Over the past few years, the Atomic design team has been defining our role on project teams—understanding where we add the most value and how we can better support other disciplines. We take a practical, hands-on approach to influencing and guiding the “human lens” of a software product. That means advocating for users, learning from them, and sharing those insights. That helps the team define solutions that people want to use, that solve real problems, can be built within constraints, and that stay on budget. In that time, we’ve added new tools and refined old ones. This evolution has coincided with the rise of generative AI. Over the past few months, we’ve been actively experimenting with integrating AI into our design work. These tools can help us move faster, reduce costs, and still deliver quality.

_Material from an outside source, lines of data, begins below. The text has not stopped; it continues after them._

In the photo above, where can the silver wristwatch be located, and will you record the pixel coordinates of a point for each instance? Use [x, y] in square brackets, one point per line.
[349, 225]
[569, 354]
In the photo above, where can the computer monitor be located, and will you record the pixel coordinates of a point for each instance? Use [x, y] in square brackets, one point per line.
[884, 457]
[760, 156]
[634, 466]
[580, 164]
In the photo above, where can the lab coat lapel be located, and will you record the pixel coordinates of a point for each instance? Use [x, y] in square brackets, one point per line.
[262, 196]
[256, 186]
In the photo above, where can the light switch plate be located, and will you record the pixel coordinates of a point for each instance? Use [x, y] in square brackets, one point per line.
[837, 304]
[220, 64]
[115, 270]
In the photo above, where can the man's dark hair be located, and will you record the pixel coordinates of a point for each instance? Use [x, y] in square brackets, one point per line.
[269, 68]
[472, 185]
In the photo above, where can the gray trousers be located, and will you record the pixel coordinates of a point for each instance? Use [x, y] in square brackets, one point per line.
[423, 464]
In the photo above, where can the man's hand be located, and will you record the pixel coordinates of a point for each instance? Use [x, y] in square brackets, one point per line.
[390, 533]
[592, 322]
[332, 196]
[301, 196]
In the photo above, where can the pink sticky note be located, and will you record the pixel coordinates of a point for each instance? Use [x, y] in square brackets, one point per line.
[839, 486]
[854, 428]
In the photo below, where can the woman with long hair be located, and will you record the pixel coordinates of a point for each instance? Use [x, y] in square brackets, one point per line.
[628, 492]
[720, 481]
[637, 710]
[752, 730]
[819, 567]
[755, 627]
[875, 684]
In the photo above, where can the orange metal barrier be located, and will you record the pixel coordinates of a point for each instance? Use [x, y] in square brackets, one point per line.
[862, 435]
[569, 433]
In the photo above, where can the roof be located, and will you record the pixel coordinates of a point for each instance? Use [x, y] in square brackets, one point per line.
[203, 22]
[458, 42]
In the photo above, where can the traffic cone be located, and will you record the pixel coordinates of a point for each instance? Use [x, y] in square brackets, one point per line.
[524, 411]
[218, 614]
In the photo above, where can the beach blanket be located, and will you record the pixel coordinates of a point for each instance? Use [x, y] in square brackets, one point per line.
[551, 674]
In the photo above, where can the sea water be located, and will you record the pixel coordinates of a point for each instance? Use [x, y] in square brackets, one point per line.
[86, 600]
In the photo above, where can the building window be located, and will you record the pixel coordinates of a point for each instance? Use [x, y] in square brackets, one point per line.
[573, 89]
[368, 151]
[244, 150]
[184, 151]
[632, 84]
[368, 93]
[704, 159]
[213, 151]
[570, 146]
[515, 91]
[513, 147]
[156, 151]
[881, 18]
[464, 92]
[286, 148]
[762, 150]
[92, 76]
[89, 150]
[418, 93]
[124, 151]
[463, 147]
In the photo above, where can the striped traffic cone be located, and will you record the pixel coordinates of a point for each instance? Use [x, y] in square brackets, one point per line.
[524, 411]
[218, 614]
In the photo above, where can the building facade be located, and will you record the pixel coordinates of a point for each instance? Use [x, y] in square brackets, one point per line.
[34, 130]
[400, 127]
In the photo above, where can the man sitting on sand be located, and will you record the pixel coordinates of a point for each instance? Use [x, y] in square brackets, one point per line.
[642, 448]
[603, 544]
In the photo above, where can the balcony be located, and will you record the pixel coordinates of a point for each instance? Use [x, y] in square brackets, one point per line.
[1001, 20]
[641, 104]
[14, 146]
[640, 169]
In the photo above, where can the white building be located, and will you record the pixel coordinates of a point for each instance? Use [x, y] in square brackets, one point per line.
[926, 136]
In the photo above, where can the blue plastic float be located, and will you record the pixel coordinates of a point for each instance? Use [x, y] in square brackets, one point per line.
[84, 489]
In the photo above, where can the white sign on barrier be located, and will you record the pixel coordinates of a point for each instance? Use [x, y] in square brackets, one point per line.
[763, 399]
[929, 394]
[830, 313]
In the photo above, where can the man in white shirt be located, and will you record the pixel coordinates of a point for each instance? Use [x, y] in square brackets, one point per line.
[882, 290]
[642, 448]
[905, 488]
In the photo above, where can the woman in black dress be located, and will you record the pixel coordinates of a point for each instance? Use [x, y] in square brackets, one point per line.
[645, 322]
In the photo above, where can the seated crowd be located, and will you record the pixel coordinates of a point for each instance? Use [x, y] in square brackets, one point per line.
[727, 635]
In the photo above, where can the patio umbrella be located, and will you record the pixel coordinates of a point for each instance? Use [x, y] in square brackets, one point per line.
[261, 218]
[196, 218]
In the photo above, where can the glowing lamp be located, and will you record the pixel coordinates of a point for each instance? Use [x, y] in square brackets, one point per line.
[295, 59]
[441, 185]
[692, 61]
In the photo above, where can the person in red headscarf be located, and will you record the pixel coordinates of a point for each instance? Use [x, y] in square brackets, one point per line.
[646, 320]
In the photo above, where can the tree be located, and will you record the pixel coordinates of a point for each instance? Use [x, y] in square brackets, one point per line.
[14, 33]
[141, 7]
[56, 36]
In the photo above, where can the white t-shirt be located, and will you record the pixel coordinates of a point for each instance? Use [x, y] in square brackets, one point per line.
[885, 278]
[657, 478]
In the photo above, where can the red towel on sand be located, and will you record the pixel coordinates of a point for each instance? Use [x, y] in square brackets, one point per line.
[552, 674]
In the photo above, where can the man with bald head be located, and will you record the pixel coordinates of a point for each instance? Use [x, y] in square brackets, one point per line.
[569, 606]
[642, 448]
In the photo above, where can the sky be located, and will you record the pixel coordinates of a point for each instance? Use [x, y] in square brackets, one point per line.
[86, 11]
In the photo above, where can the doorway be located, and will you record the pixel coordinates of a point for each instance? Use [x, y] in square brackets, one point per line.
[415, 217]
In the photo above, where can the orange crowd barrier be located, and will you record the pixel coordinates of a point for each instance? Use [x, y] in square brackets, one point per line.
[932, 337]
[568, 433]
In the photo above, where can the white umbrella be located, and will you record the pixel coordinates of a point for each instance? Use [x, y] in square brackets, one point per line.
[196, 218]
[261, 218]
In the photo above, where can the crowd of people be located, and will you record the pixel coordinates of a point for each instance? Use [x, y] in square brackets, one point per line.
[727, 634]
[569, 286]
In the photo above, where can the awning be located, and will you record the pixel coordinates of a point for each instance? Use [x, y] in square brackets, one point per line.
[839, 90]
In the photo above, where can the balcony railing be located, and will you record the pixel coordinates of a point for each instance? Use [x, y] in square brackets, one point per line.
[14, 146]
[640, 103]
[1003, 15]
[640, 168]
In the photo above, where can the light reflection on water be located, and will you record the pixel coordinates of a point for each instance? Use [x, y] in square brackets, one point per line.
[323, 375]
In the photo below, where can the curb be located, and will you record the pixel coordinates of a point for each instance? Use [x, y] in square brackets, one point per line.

The Past Six Months: From Curiosity to Integration
We’ve been following developments in generative AI for quite a while, but it’s really in the past six to eight months that it’s increasingly become a core part of our design process. Small experiments have led to tools and practices that gained enough traction to stick around from project to project. Having worked on multiple projects using our adapted approach, I’ve come to appreciate the benefits—especially our ability to support a more diverse set of customers. Of course, there are trade-offs, but pricing pressures and clients’ desire for speed often push this direction.
The Power of a Centralized Source of Information
One of the biggest breakthroughs has been synthesizing project notes into a single, centralized source. This collective knowledge serves as a foundation for other tools and deliverables. In the past, we would hand off polished artifacts but leave a lot undocumented due to time and budget. With this approach, more of that valuable information is captured and ready to be built upon. Artifacts are more readily updated and referenced by team members and generative AI tools.
Prompting, Automation, and Process Alignment
Learning how to use prompting, meta-prompting, and automation tools to manipulate text, connect data sources, and streamline workflows has been a major asset. It’s allowed us to better align processes, tools, and best practices with Atomic’s approach—while supporting project-specific use cases. We have built out a number of tools that aid makers in parts of our process. The value is enough that I keep coming back to many of these tools, despite their imperfections.
Generative Production Design
Using the tools we’ve built and others available in the market, we’ve experimented with dynamically generating user flows, design systems, critiques, and wireframes—touching many parts of UX and UI production. With a deep understanding of the framing portion of projects, we’ve been asking how we can leverage these tools. Many times the results lack luster, but others have your jaw on the floor. These approaches still need guidance and oversight, but it’s easy to see the potential. The outputs of these tend to be imperfect drafts or inspiration that add a lot of value to a designer’s process. It will be interesting to see how someone with command of the process, access to these generative AI tools, and a combination of creativity and good taste can move remarkably quickly.
Prototyping in the AI Era
Prototyping has been an especially exciting area of exploration. With tools like Cursor or v0, designers can build components and clickable prototypes that allow their attention to detail to shine in the final product. On small teams, this can be a huge advantage, even though turning prototypes into production-ready code is still a bit elusive. Prototyping user flows or even entire applications takes a fraction of the time it took just a few months ago.
Looking Ahead
After six months of heavily testing and exploring integrating AI into our design work, it’s hard to imagine solely going back to the “old way.” Designers still need more tools and process support before the design workflow fully transforms, but it feels like we’re living through that change at warp speed. Challenges remain—ethical concerns, and managing the pace of change—but the value for customers has been impressive. They’ve been cautiously excited about the results so far, and I’m equally curious about what the next six to 12 months will bring: What new tools will emerge? How will they shape the role of design? How will they change how teams build software? One thing feels certain: we’re just getting started.